3.15pm: Coffee break
3.30pm: Academic presentations - Liz Lawes (UCL), Gill Partington (Institute of English Studies), Gustavo Grandal Montero (Tate)
Liz Lawes is the UCL Subject Liaison Librarian for Fine Art and History of Art, and the Collection Manager of the UCL Small Press Collections. She recently published '"Counting fry under a waterfall": the history, development, and current use of the Small Press Collections at University College London' in Textual Practice, vol. 38 (6). UCL houses significant collections of 20th century independently published, experimental literary, counter-cultural, and visual art publications. Liz will present a selection of those publications to the audience, discussing the complexities of managing acollection that falls between art and literature.
Gill Partington will speak about what we read on the page — visible and invisible. Gill teaches and writes about twentieth century and contemporary book cultures. She has published on artists Tom Phillips and John Latham, book burning, and her current research project at the IES – ‘Page Not Found’ – traces the outer limits and unexpected histories of the page. With Adam Smyth and Simon Morris she is one of the co-founders and editors of Inscription – Journal of Material Text: Theory, Practice, History. Her creative work has recently been exhibited as part of the Bodleian Library’s Sensational Books exhibition, at Shandy Hall in Yorkshire and, as part of the printing collective 39 Step Press, has been commissioned and acquired by the Beinecke Library at Yale.
Gustavo Grandal Montero will discuss Henri Chopin’s OU, exploring the materiality of language in the sixties and seventies, challenging disciplinary boundaries between literature, music and visual art.

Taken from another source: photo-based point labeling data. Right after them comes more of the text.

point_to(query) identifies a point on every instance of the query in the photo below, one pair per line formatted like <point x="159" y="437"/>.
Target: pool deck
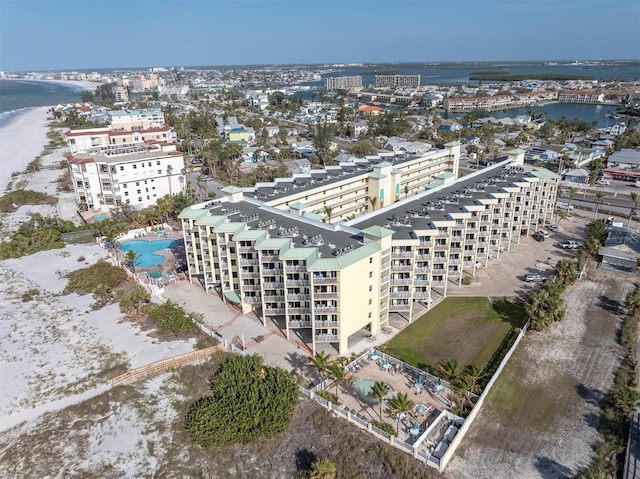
<point x="398" y="382"/>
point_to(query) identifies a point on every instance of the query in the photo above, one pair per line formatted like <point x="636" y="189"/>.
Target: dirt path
<point x="541" y="418"/>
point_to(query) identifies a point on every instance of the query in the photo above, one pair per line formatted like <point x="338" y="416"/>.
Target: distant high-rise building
<point x="397" y="81"/>
<point x="343" y="83"/>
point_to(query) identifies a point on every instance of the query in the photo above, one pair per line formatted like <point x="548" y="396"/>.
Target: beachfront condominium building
<point x="135" y="175"/>
<point x="352" y="83"/>
<point x="397" y="81"/>
<point x="575" y="96"/>
<point x="132" y="120"/>
<point x="322" y="282"/>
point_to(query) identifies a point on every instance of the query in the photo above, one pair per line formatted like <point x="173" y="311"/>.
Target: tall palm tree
<point x="319" y="364"/>
<point x="328" y="212"/>
<point x="634" y="205"/>
<point x="599" y="197"/>
<point x="572" y="192"/>
<point x="473" y="375"/>
<point x="339" y="375"/>
<point x="378" y="391"/>
<point x="448" y="369"/>
<point x="400" y="403"/>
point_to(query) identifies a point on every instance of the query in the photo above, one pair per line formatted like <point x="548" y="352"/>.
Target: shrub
<point x="249" y="401"/>
<point x="100" y="278"/>
<point x="171" y="317"/>
<point x="383" y="426"/>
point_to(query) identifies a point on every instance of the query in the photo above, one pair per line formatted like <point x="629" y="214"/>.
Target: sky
<point x="92" y="34"/>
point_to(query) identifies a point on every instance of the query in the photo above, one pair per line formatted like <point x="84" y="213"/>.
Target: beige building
<point x="327" y="283"/>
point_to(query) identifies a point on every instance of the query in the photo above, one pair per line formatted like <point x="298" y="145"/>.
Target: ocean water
<point x="18" y="95"/>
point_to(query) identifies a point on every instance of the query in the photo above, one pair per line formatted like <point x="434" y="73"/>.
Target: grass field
<point x="470" y="330"/>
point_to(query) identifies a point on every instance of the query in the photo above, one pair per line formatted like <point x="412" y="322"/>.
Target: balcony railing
<point x="326" y="337"/>
<point x="294" y="323"/>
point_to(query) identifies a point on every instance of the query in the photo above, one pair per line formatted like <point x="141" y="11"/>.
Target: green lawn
<point x="470" y="330"/>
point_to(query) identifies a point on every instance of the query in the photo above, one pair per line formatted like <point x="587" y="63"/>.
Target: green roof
<point x="341" y="262"/>
<point x="249" y="235"/>
<point x="377" y="231"/>
<point x="231" y="189"/>
<point x="191" y="212"/>
<point x="376" y="176"/>
<point x="232" y="296"/>
<point x="298" y="206"/>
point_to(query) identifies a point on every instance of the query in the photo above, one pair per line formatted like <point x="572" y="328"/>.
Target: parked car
<point x="537" y="236"/>
<point x="570" y="244"/>
<point x="535" y="278"/>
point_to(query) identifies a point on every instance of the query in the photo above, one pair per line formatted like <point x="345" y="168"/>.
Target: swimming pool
<point x="364" y="386"/>
<point x="145" y="250"/>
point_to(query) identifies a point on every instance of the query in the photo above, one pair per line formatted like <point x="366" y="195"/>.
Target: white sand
<point x="21" y="141"/>
<point x="80" y="85"/>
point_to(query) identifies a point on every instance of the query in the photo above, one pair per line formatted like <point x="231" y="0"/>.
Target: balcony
<point x="325" y="295"/>
<point x="252" y="299"/>
<point x="326" y="324"/>
<point x="299" y="324"/>
<point x="325" y="309"/>
<point x="295" y="269"/>
<point x="400" y="294"/>
<point x="325" y="280"/>
<point x="297" y="296"/>
<point x="326" y="337"/>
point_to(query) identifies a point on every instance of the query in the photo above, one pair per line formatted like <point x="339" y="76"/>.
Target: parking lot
<point x="505" y="276"/>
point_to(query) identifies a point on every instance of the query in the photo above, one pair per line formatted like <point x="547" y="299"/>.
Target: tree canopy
<point x="249" y="400"/>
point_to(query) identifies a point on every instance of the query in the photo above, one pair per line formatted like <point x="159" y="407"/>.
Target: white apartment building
<point x="106" y="139"/>
<point x="576" y="96"/>
<point x="343" y="83"/>
<point x="134" y="175"/>
<point x="397" y="81"/>
<point x="323" y="283"/>
<point x="131" y="120"/>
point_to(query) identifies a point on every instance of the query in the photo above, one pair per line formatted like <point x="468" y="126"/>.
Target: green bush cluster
<point x="171" y="317"/>
<point x="100" y="278"/>
<point x="249" y="400"/>
<point x="12" y="200"/>
<point x="38" y="234"/>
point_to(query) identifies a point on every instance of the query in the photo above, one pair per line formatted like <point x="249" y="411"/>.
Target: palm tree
<point x="448" y="369"/>
<point x="323" y="469"/>
<point x="319" y="364"/>
<point x="378" y="391"/>
<point x="339" y="375"/>
<point x="131" y="257"/>
<point x="373" y="200"/>
<point x="474" y="376"/>
<point x="400" y="403"/>
<point x="328" y="211"/>
<point x="572" y="192"/>
<point x="599" y="197"/>
<point x="634" y="205"/>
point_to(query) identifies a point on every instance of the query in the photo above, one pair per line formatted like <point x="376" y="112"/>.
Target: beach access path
<point x="21" y="141"/>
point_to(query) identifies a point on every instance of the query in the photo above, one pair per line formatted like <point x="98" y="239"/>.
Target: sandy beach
<point x="80" y="85"/>
<point x="21" y="141"/>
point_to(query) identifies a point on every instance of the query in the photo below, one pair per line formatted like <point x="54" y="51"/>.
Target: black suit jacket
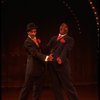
<point x="61" y="49"/>
<point x="35" y="58"/>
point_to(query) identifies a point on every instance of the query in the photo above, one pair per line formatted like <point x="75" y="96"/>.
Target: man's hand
<point x="50" y="57"/>
<point x="59" y="61"/>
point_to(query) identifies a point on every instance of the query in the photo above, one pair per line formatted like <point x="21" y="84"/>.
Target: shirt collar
<point x="31" y="37"/>
<point x="62" y="35"/>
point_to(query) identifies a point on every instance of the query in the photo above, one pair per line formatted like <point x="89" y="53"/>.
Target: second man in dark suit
<point x="60" y="46"/>
<point x="34" y="66"/>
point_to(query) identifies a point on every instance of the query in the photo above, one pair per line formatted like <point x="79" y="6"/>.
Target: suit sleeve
<point x="33" y="51"/>
<point x="67" y="49"/>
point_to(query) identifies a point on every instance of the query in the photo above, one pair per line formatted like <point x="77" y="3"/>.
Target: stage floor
<point x="84" y="92"/>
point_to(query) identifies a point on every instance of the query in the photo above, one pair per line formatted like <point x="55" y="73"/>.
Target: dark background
<point x="48" y="15"/>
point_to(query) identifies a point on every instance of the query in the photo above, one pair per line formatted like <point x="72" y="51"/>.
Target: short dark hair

Gustavo is an art librarian and researcher, currently Library Collections and Engagement Manager at Tate. His research interests span contemporary art documentation and publishing, particularly artists’ publications, and the relations between experimental literary and visual arts from the 1950s to the 1990s. He has contributed to a range of academic and professional journals, and monographs including Making new worlds: Li Yuan Chia & friends (Kettle’s Yard, 2023), Swiss artists' books (Walther Koenig, 2022), Dom Sylvester Houédard (Ridinghouse, 2017). Gustavo is Editor of the Art Libraries Journal (Cambridge University Press).
4.50pm: Artist presentations - Rachel Smith, Andrew Morrison
Rachel Smith is an artist and poet, as well as a publisher, co-editing Intergraphia books with Emma Bolland. Her hybrid practice flies through existing texts, using association, error, and distraction to explore how sense might be sought, rejected, and re-fused. She embraces a meandering lostness, materialising routes through texts as a neuro-queer reader. Her work has been published nationally and internationally in visual poetry anthologies and online journals. Rachel’s recent artist books include stopping. Or (part of the ‘Intervals' AMBruno project), Small gestures of endurance (Penteract Press UK) and Breath:e St(utter)ance (Timglaset, Sweden).
Andrew Morrison makes beautiful small editions of artists’ books usually using letterpress and woodcut. He is drawn to the physicality of materials and processes, which influence book construction and the texts that he writes. He uses simple narratives or sequential structures, where image and text have equal weighting both in meaning and in material presence. Andrew’s books often look for wildness in a seemingly tamed world, they look for ambiguity, words with dual meanings, uncertainly.
5.30pm: Closing remarks by Egidija Čiricaitė
The afternoon will conclude at about 6.00 with coffee and informal conversations.